On ne peut pas non plus demander aux élus d'être plus vertueux que l'Etat et le projet de métropole parisienne de Marylise Lebranchu n'est pas d'une lisibilité extrême...

Il faut que nous utilisions le débat qui a eu lieu au Sénat comme une prise de conscience collective. On sait maintenant à quels blocages identitaires, si l'on peut dire, on aboutit quand on ne sent pas une obligation de réussir. Les débats ont été la compilation de toutes les inquiétudes, dont celle de la province qui continue à avoir des craintes par rapport à Paris. C’est un vieux débat en France. Je crois que c'est un faux problème : s'il n'y a pas de retour de la croissance en région Ile-de-France, quel investisseur s’installera en France ?

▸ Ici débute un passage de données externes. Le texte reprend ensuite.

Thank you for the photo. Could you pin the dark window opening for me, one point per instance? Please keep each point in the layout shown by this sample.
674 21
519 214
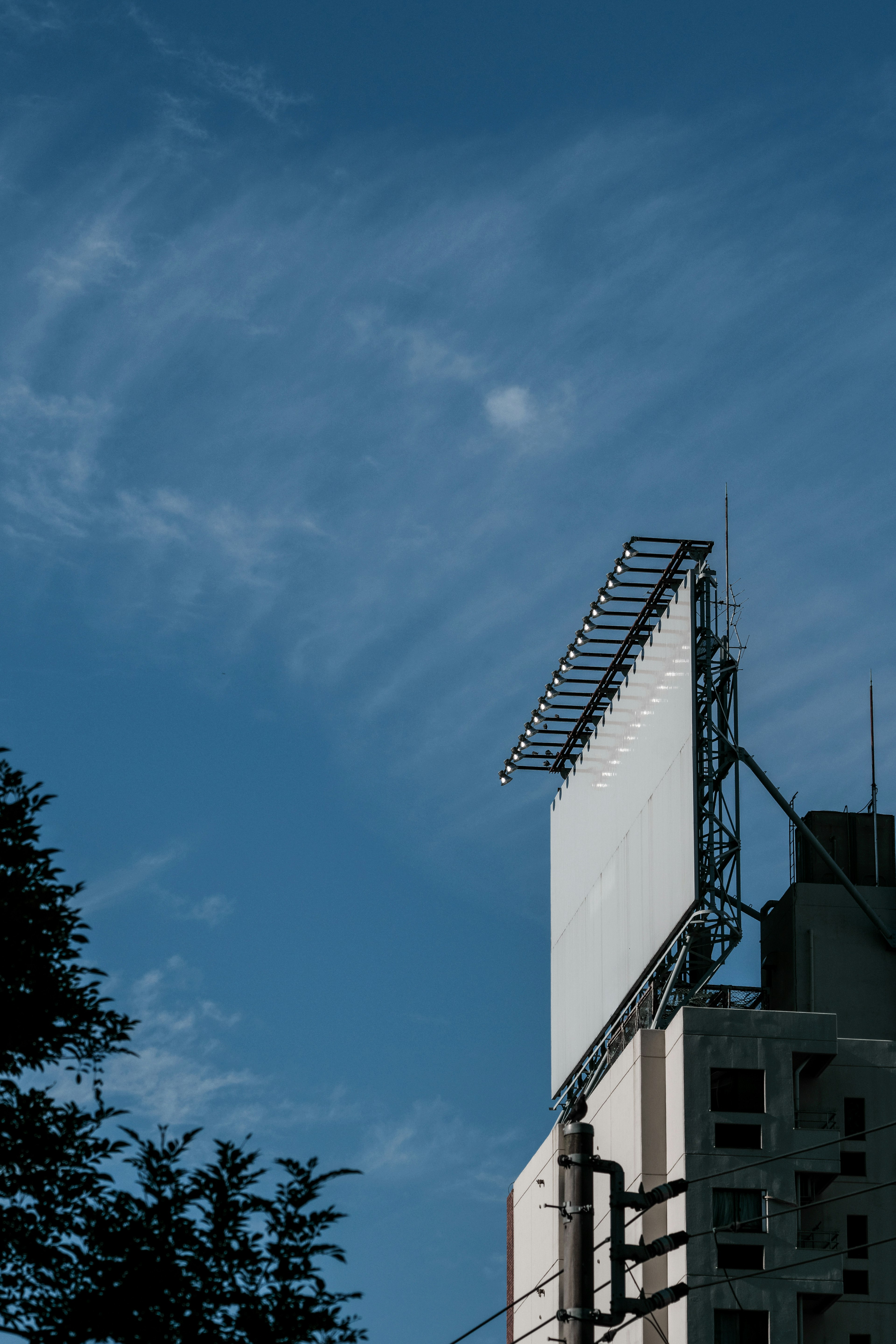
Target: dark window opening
852 1164
738 1210
741 1257
738 1089
858 1236
855 1117
741 1327
739 1136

Ce vote de rejet est-il un  mauvais signal pour l'extérieur ?

Un colloque comme celui qui a lieu ce soir peut être une des étapes du déblocage parce que les acteurs économiques ont saisi de quoi il était question. Maintenant, il faut les rassurer. Bien souvent, en France, dans une tradition jacobine, il faut que l'Etat montre qu'il croit dans un projet pour que les investisseurs puissent s'y installer. Il y a désormais la prise de conscience que le Grand Paris va se faire. Mais tous les représentants de l’Etat, tous les outils dont dispose l’Etat doivent maintenant réellement être mobilisés aux côtés de la Région car il faut accélérer la fabrication de ce cercle vertueux.

(1) Soit 4 kilomètres de tramway permettant le désenclavement de Clichy-Montfermeil.